Finalmente, vamos considerar o sentimento que nos paralisa quando vemos tantos problemas no mundo. Sentimos as forças abomináveis arrastar o nosso mundo para o caos e não podemos fazer nada. A pobreza, a fome, a poluição, as drogas, a violência. Ficamos estarrecidos ao descobrir que o maior tráfico de armas e de drogas não está nas favelas e nem nos morros, mas nos condomínios caros dessa cidade. A violência maior não é causada pela pobreza ou pela fome, mas pela ganância inconsequente de pessoas das classes média e média alta. O que vamos fazer, aceitar esse fatalismo pessimista? Vamos dizer simplesmente que é inevitável?

Vamos nos lembrar que um fatalismo pessimista não pode jamais ser conciliado ao evangelho de Jesus Cristo. Se existe fatalismo na Igreja é porque nós assim permitimos pela nossa indiferença. O Filho do Homem vai morrer como as Escrituras Sagradas dizem, mas aí daquele que está traindo o Filho do Homem. Seria melhor para ele nunca ter nascido. Inevitável ou responsável? Todos temos presentes e atuantes esses dois fatores na nossa vida. Temos a parcela inevitável, mas isso não nos tira a responsabilidade.

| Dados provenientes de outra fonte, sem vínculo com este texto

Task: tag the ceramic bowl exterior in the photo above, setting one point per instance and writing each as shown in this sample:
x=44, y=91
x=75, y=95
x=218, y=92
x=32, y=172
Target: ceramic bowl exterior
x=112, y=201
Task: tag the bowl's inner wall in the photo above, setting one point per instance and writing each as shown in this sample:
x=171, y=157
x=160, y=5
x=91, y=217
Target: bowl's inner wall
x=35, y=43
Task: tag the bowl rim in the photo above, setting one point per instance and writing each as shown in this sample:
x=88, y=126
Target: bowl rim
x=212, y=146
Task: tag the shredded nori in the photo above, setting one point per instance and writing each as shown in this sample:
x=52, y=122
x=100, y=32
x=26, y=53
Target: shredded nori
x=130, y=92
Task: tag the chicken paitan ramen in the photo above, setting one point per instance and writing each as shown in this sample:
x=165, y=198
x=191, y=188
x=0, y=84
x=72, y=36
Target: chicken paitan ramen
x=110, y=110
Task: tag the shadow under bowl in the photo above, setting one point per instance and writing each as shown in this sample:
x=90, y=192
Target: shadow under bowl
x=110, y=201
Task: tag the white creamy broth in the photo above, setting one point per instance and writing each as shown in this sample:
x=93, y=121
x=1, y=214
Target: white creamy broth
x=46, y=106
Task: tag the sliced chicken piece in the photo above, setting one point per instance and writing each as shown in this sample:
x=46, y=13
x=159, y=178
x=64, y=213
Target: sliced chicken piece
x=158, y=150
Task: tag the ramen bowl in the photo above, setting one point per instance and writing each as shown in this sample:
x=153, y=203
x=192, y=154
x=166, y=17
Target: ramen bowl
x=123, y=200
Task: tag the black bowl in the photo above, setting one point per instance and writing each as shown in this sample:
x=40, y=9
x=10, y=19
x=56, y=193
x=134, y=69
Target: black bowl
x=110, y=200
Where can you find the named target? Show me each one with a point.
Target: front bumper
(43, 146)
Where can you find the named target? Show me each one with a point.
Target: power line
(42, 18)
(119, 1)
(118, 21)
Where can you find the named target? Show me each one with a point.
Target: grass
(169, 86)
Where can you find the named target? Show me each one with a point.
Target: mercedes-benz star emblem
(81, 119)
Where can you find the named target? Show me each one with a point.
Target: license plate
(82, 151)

Jesus conhecia bem o plano de Deus para a sua vida. Ele conhecia qual era a sua missão nessa vida. Mas mesmo sabendo que o caminho para Jerusalém o levaria para a humilhação e o sofrimento. Conhecendo a inevitabilidade da cruz, jamais se deixou abater, continuou sempre a trabalhar e a fazer o bem. Pessoas que reconheceram o valor desse sacrifício saíram para transformar o mundo. Até hoje existem pessoas que também saem da sua presença convencidos de que é possível trabalhar nesse mundo inevitavelmente tão perdido. Inevitável? Sim. Responsável? Também. Este é mais do que um paradoxo, é um mistério que só seria desvendado a hora da morte de Jesus. Que Deus nos ajude a entender que não há nada de tão inevitável que a fé em Jesus Cristo não possa assumir a responsabilidade de superar.